I prepared all the files for training, but i face a problem in the training phase.
!python /content/OpenNMT-py/train.py -model_type audio -enc_rnn_size 512 -dec_rnn_size 512 -audio_enc_pooling 1,2 -dropout 0 -enc_layers 2 -dec_layers 1 -rnn_type LSTM -data /content/OpenNMT-py/data/speech/demo -save_model demo-model -global_attention mlp -gpu_ranks 0 -batch_size 8 -optim adam -max_grad_norm 100 -learning_rate 0.0003 -learning_rate_decay 0.8 -train_steps 2000
_[2020-03-04 21:03:57,891 INFO] * tgt vocab size = 15
[2020-03-04 21:03:57,892 INFO] Building model...
[2020-03-04 21:04:02,067 INFO] NMTModel(
(encoder): AudioEncoder(
(W): Linear(in_features=512, out_features=512, bias=False)
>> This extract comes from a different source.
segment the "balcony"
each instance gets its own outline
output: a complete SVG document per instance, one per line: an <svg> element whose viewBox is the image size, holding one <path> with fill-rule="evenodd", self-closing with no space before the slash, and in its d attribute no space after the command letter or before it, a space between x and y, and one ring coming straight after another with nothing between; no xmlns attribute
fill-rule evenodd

(batchnorm_0): BatchNorm1d(512, eps=1e-05, momentum=0.1, affine=True, track_running_stats=True)
(rnn_0): LSTM(161, 512)
(pool_0): MaxPool1d(kernel_size=1, stride=1, padding=0, dilation=1, ceil_mode=False)
(rnn_1): LSTM(512, 512)
(pool_1): MaxPool1d(kernel_size=2, stride=2, padding=0, dilation=1, ceil_mode=False)
(batchnorm_1): BatchNorm1d(512, eps=1e-05, momentum=0.1, affine=True, track_running_stats=True)
)
(decoder): InputFeedRNNDecoder(
(embeddings): Embeddings(
(make_embedding): Sequential(
(emb_luts): Elementwise(
(0): Embedding(15, 500, padding_idx=1)
)
)
)
(dropout): Dropout(p=0.0, inplace=False)
(rnn): StackedLSTM(
(dropout): Dropout(p=0.0, inplace=False)
(layers): ModuleList(
(0): LSTMCell(1012, 512)
)
)
(attn): GlobalAttention(
(linear_context): Linear(in_features=512, out_features=512, bias=False)
(linear_query): Linear(in_features=512, out_features=512, bias=True)
(v): Linear(in_features=512, out_features=1, bias=False)
(linear_out): Linear(in_features=1024, out_features=512, bias=True)
)
)
(generator): Sequential(
(0): Linear(in_features=512, out_features=15, bias=True)
(1): Cast()
(2): LogSoftmax()
)
)
[2020-03-04 21:04:02,067 INFO] encoder: 3747840
[2020-03-04 21:04:02,067 INFO] decoder: 4190555
[2020-03-04 21:04:02,067 INFO] * number of parameters: 7938395
[2020-03-04 21:04:02,068 INFO] Starting training on GPU: [0]
[2020-03-04 21:04:02,068 INFO] Start training loop and validate every 10000 steps...
[2020-03-04 21:04:02,069 INFO] Loading dataset from /content/OpenNMT-py/data/speech/demo.train.0.pt
[2020-03-04 21:04:02,070 INFO] number of examples: 15
Traceback (most recent call last):
File "/content/OpenNMT-py/train.py", line 6, in <module>
main()
File "/content/OpenNMT-py/onmt/bin/train.py", line 204, in main
train(opt)
File "/content/OpenNMT-py/onmt/bin/train.py", line 88, in train
single_main(opt, 0)
File "/content/OpenNMT-py/onmt/train_single.py", line 143, in main
valid_steps=opt.valid_steps)
File "/content/OpenNMT-py/onmt/trainer.py", line 244, in train
report_stats)
File "/content/OpenNMT-py/onmt/trainer.py", line 365, in _gradient_accumulation
with_align=self.with_align)
File "/usr/local/lib/python3.6/dist-packages/torch/nn/modules/module.py", line 532, in __call__
result = self.forward(*input, **kwargs)
File "/content/OpenNMT-py/onmt/models/model.py", line 45, in forward
enc_state, memory_bank, lengths = self.encoder(src, lengths)
File "/usr/local/lib/python3.6/dist-packages/torch/nn/modules/module.py", line 532, in __call__
result = self.forward(*input, **kwargs)
File "/content/OpenNMT-py/onmt/encoders/audio_encoder.py", line 119, in forward
memory_bank = pool(memory_bank)
File "/usr/local/lib/python3.6/dist-packages/torch/nn/modules/module.py", line 532, in __call__
result = self.forward(*input, **kwargs)
File "/usr/local/lib/python3.6/dist-packages/torch/nn/modules/pooling.py", line 76, in forward
self.return_indices)
File "/usr/local/lib/python3.6/dist-packages/torch/_jit_internal.py", line 181, in fn
return if_false(*args, **kwargs)
File "/usr/local/lib/python3.6/dist-packages/torch/nn/functional.py", line 457, in _max_pool1d
input, kernel_size, stride, padding, dilation, ceil_mode)
RuntimeError: Given input size: (7x1x1). Calculated output size: (7x1x0). Output size is too small_
I know that the problem is in the pooling size but i don't know how to fix it.